I'm just paying homage to our ancestors. It's my way of staying connected to authentic indigenous cultures without re-creating the past and combining elements that are relevant to me on a personal level. I create my own patterns, graphics, tribal markings as if it's part of a universal community influenced by multiple cultures from African, Asian, Native, Mexican etc. I try not to put myself in a box but it's important to  maintain consistency. "I AM NEO INDIGENOUS" I recognize my heritage, my past, my ancestral blood and the master artists that came before me. The "Neo" is what I create now and moving forward never backward.
 
 
Where do the faces in your art come from? Real life or artistic muse?
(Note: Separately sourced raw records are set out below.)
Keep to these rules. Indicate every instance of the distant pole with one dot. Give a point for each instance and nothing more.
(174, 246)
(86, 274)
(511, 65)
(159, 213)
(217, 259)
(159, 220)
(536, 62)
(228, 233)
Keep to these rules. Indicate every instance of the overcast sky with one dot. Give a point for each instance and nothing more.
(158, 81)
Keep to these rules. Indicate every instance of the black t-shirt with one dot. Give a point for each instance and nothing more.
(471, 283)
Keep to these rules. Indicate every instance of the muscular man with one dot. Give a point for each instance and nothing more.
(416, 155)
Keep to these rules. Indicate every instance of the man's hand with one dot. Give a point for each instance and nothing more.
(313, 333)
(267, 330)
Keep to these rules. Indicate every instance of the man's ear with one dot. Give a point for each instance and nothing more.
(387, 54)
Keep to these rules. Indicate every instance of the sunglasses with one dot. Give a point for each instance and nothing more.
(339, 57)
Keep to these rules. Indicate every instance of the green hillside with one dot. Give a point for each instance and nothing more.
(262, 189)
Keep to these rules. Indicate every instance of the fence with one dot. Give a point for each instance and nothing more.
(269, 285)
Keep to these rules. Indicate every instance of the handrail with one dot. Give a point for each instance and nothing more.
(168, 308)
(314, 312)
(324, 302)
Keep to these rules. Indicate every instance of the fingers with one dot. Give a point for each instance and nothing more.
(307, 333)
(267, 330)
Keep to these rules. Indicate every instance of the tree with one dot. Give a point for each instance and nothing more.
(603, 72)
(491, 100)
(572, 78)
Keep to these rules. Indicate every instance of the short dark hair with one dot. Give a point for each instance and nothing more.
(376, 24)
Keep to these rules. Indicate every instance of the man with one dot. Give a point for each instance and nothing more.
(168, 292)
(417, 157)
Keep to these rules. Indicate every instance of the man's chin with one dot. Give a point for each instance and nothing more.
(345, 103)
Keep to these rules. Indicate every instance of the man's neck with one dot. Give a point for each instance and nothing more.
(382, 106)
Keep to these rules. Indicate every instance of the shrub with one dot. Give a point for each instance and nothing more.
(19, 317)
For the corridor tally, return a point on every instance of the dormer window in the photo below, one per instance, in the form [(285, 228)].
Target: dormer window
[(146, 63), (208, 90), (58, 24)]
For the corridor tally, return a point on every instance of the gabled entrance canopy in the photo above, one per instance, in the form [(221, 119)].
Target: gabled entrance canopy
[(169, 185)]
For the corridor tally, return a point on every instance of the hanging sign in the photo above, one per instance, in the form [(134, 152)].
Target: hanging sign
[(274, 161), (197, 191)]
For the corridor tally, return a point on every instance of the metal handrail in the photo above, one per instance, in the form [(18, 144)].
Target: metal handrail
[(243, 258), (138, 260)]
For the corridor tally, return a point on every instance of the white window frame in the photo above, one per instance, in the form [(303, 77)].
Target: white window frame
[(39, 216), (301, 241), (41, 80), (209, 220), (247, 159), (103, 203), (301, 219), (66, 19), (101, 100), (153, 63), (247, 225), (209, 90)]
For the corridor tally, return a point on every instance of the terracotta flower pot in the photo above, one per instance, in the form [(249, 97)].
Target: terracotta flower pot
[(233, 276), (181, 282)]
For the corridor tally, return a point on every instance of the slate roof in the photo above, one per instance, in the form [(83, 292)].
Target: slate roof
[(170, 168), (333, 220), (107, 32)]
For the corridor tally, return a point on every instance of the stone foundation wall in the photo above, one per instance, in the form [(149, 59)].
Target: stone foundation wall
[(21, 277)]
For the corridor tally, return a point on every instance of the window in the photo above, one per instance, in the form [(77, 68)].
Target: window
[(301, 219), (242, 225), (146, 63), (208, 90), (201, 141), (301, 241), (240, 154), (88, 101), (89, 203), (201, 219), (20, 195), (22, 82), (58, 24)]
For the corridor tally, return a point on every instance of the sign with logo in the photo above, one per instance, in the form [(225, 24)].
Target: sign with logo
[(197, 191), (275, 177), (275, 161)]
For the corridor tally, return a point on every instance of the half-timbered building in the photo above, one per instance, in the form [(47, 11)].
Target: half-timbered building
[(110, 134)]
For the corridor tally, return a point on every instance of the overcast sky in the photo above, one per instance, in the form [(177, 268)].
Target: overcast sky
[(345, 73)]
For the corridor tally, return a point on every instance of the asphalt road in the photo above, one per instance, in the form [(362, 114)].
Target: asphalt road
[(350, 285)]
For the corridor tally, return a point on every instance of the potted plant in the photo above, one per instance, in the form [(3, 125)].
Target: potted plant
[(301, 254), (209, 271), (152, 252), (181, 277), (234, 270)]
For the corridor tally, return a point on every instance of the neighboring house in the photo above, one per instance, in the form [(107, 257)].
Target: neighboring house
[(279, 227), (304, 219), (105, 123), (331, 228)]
I've worked with close friends who are photographers like Moses Mitchell, Gabriel Ortiz, who photographed people I know, my kids, family for specific murals or paintings. I also collect relevant photos and manipulate them.
 
Paint or pixel — what’s your preference?
Pixel in the winter and paint every chance I get. I prefer a hands-on approach but have over twenty years of experience designing products and working with digital mediums. I appreciate how you can use both pixel and paint mediums to create something new and unique. Pixel wins hands down when collaborating with brands or working on marketing campaigns.
 
If the streets could talk, what would they say?
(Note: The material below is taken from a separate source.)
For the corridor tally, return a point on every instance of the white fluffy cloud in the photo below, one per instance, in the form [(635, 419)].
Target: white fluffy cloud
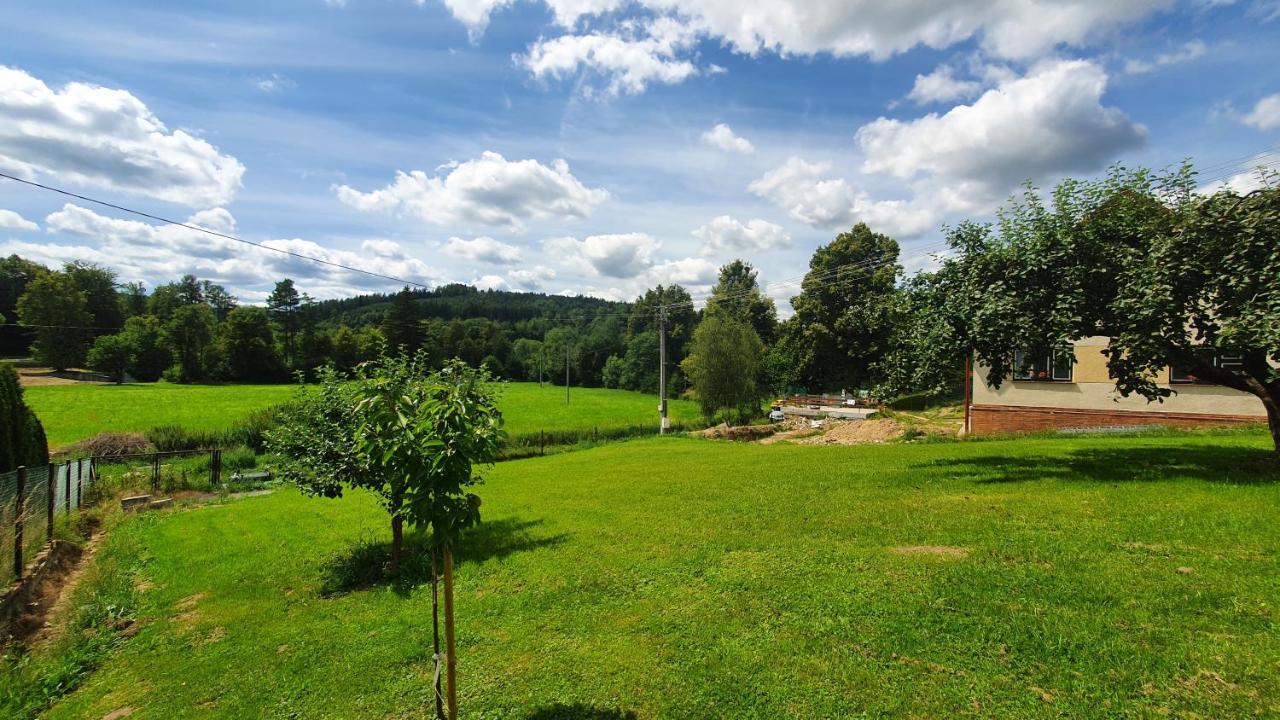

BLACK AND BROWN LIVES MATTER!! 


 


How do you decide which cartoon characters to include in certain pieces?

I work with cartoons I grew up watching and also choose cartoons my kids are into. I also like working with cartoons that create racial stigmas and re-define the influence these seemingly innocent images have on us socially. It's important we control our narratives as people of color.
 
How long have you been growing the braid?

Almost eleven years. It's not for fashion but a way to stay connected to my roots. Braids go back thousands of years in Africa and are a part of many indigenous cultures. Many Natives were forced to cut off their braids while being colonized. I keep my braid as a sense of pride. You will see braids or braided patterns in a lot of my paintings.
 
Your murals are so detailed — how long does it take to finish one of those big walls?
Every mural is different. I once painted an 80ft tall by 25ft wide mural in six days. These are 14 hour days and sometimes painting till the sun rises the next day. I'm looking for opportunities that allow me to take more time and create work that has the sufficient time and resources that would allow me to produce at a high level without stressing over logistics and constraints.
 
 
What’s been your favorite project so far, and why?

It's been a privilege working with STREET THEORY on "Murals for The Movement" . These are murals that help spread awareness on racial and social injustice.
We have a project coming up in Brooklyn that I'm really excited for. Anytime there's a project that allows creative freedom and is meant to uplift, inspire, and empower the community it serves I'm able to produce work at my best level.